The data wasn't reliable. It had accumulated across legacy software, Excel files, Outlook inboxes, and people's heads as the business grew faster than its systems. Tasks got duplicated. Deals slowed. Teams were working from different versions of the truth.
Getting the people right before touching the tools
Before any tools were touched, the focus was on people. We ran cross-border interviews to understand how the licensing process actually worked. Not how it was supposed to work, but how it worked in practice, day to day, across departments and time zones. What came out of those conversations was a clear, agreed picture of how the operation should run. That's what the build was designed around.

From scattered to connected
Delivering that vision would take more than one phase. The first tackled the foundation: one system for all global teams, with automation built into the workflow wherever things slowed down the most. Salesforce was the clear choice.
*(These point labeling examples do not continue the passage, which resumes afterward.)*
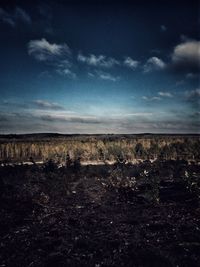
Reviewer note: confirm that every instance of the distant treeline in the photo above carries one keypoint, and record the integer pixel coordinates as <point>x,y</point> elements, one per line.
<point>99,147</point>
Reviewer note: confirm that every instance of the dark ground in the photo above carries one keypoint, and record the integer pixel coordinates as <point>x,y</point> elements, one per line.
<point>100,215</point>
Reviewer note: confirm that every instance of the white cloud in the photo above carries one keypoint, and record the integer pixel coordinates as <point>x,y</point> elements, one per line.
<point>42,50</point>
<point>165,94</point>
<point>193,94</point>
<point>163,28</point>
<point>187,55</point>
<point>98,60</point>
<point>67,72</point>
<point>129,62</point>
<point>153,98</point>
<point>107,76</point>
<point>12,19</point>
<point>154,63</point>
<point>43,104</point>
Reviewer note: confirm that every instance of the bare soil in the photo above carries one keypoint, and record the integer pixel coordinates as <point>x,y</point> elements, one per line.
<point>93,216</point>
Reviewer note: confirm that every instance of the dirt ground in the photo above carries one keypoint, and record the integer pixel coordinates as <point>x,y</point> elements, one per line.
<point>134,215</point>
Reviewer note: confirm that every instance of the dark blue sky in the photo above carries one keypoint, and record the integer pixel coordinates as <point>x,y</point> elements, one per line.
<point>99,66</point>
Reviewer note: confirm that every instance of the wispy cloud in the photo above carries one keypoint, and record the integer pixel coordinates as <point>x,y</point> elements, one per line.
<point>165,94</point>
<point>69,118</point>
<point>129,62</point>
<point>58,56</point>
<point>43,50</point>
<point>43,104</point>
<point>103,76</point>
<point>15,17</point>
<point>163,28</point>
<point>193,94</point>
<point>186,56</point>
<point>153,98</point>
<point>98,60</point>
<point>154,63</point>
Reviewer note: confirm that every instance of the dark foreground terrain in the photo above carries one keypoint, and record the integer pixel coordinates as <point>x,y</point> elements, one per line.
<point>123,215</point>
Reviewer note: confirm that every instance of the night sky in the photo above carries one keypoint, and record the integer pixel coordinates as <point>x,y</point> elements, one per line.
<point>99,66</point>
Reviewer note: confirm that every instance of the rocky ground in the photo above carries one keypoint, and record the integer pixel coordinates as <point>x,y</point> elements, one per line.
<point>123,215</point>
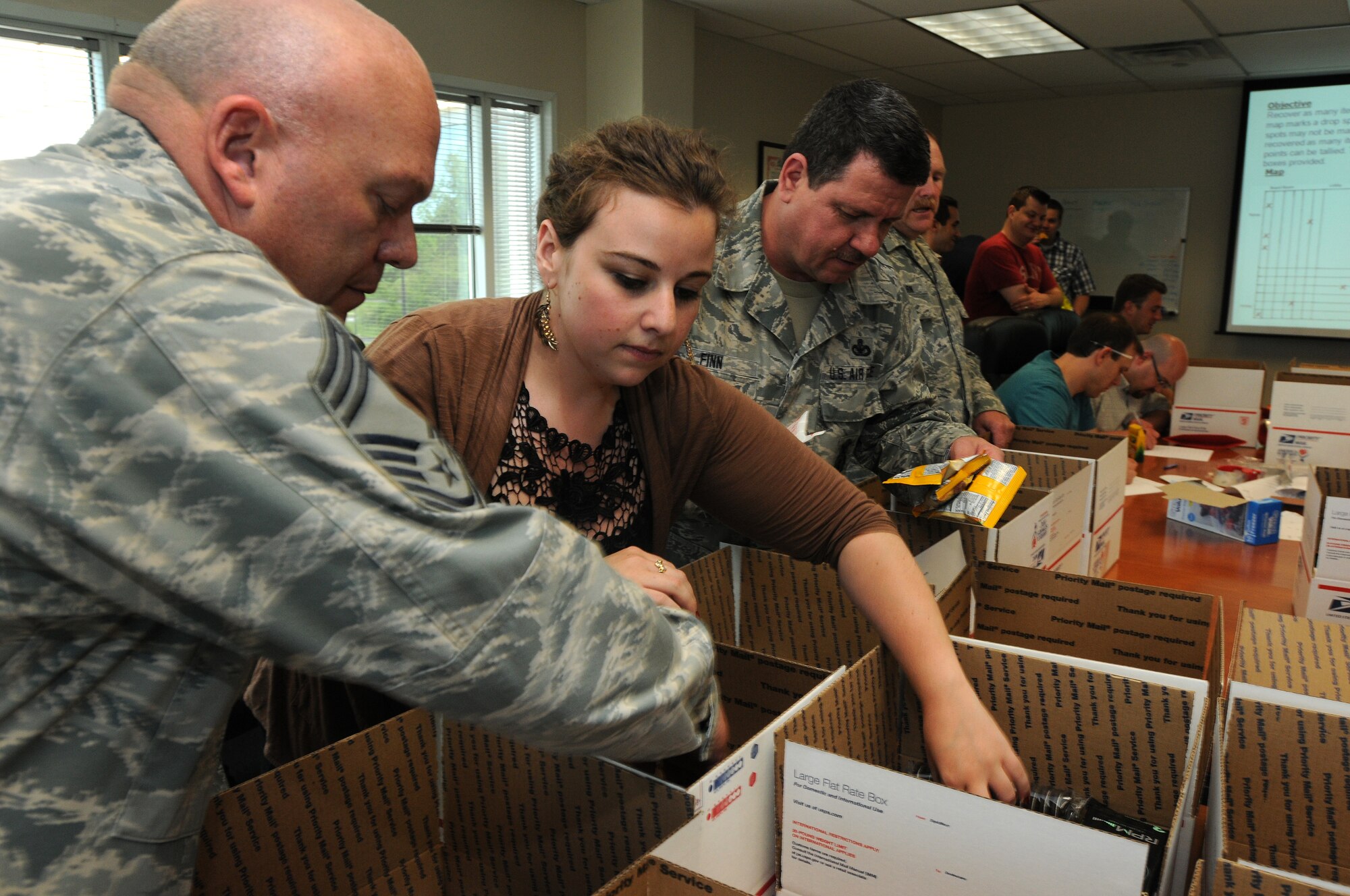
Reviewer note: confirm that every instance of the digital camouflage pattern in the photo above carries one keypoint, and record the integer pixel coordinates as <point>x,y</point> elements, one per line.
<point>857,377</point>
<point>198,469</point>
<point>959,385</point>
<point>859,365</point>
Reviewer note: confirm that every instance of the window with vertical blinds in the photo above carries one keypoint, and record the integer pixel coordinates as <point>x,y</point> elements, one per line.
<point>476,233</point>
<point>55,84</point>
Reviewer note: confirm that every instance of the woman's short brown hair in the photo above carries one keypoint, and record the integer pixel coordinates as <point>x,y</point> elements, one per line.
<point>642,155</point>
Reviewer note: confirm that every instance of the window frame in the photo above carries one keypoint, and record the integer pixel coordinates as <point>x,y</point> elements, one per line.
<point>114,36</point>
<point>485,94</point>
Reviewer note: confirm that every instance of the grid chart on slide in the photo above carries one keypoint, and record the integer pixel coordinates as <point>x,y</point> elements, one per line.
<point>1303,267</point>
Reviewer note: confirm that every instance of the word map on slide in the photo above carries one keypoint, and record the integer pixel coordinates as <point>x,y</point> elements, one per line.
<point>1291,269</point>
<point>1303,269</point>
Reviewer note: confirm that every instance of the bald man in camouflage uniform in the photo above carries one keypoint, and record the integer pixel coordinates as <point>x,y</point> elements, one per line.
<point>965,395</point>
<point>844,369</point>
<point>198,468</point>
It could hold the weight of a global licensing operation, connect cleanly with the existing stack, and grow alongside the business rather than against it.
The first release covers the full licensing journey, from first contact to signed deal.
Target identification. Company, contact, and market data now lives in Salesforce rather than scattered across files and inboxes. Everything gets logged as the work happens, and emails attach to the right records without anyone having to think about it. When someone picks up a deal mid-conversation, the context is already there.
Notification. Formal notice letters used to be written one by one. Now they're produced in a fraction of the time, from data that's already there. Outreach goes out faster and it's consistent, which matters, because every week of delay is a week a rights holder isn't being paid.
Negotiation. Teams running deals across multiple countries used to rely on manual follow-ups and their own memory to keep things moving. Now automated reminders flag what needs attention and approval workflows keep sign-off from becoming a bottleneck. Anyone can see exactly where a deal stands at any moment. Nothing falls through the cracks just because one person was busy or out of office.



Built to be used
A system nobody uses solves nothing. Before launch, we built a training programme that worked across time zones: group sessions, open Q&As, and short videos people could actually find when they needed a reminder. On go-live day, we were in Barcelona working alongside the teams until everything was live, stable, and theirs.
One System, Global Operation
Sisvel now runs its global licensing operation from one connected system instead of fragmented tools, inboxes and local workarounds. The next phase is already underway, building the second part of the picture of how the operation should run.
The hard part is still coming up with the invention. Everything after that just got a lot simpler.